A new scam is sweeping across smartphones and catching thousands of people off guard. Criminals are sending fake “Cloud Storage Full” or “photo deletion” alerts that claim your images and videos are about to disappear unless you upgrade your storage. The warning looks urgent and real. It even mimics major cloud services. But the moment you click the link, you enter a trap.

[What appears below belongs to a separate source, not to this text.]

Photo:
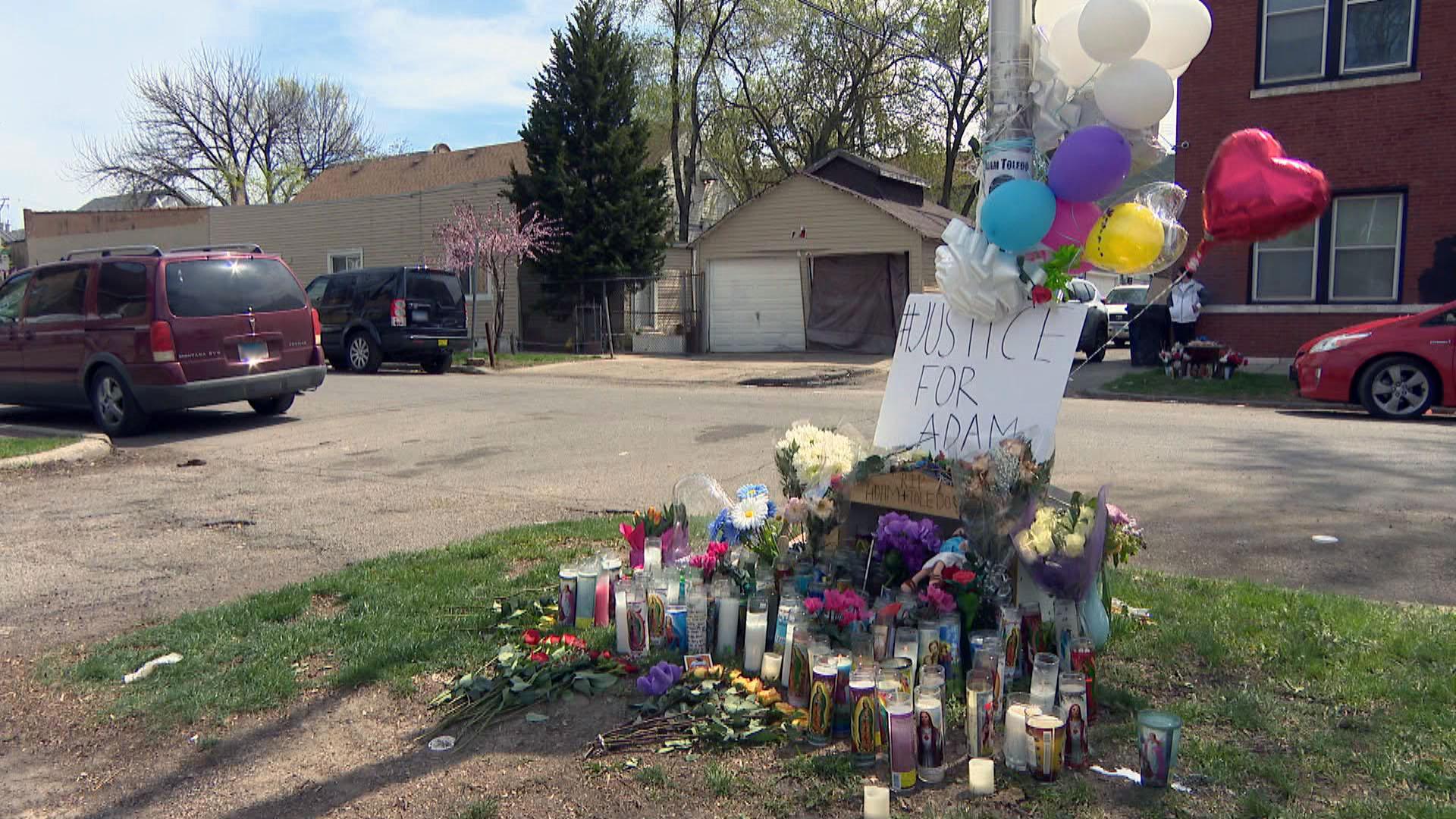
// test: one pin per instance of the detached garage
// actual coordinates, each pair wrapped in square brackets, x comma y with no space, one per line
[820,261]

Sign up for my FREE CyberGuy ReportGet my best tech tips, urgent security alerts, and exclusive deals delivered straight to your inbox. Plus, you’ll get instant access to my Ultimate Scam Survival Guide — free when you join my CYBERGUY.COM newsletter

How this fast-growing Cloud Storage Full scam tricks victims

Trend Micro researchers recently uncovered this fast-growing phishing campaign after seeing a massive jump in activity. The company reports a 531% month-over-month spike from September to October, which shows how quickly the scheme is spreading.

PROTECT YOUR DATA BEFORE HOLIDAY SHOPPING SCAMS STRIKE

Scammers are sending personalized SMS and iMessage alerts that include your name and a believable count of photos or videos. Once you tap the link, you land on a very convincing fake website that appears to be a cloud storage dashboard. From there, you are urged to pay a tiny $1.99 upgrade fee to prevent deletion. Instead of protecting anything, you hand over your credit card, PayPal login or other personal information.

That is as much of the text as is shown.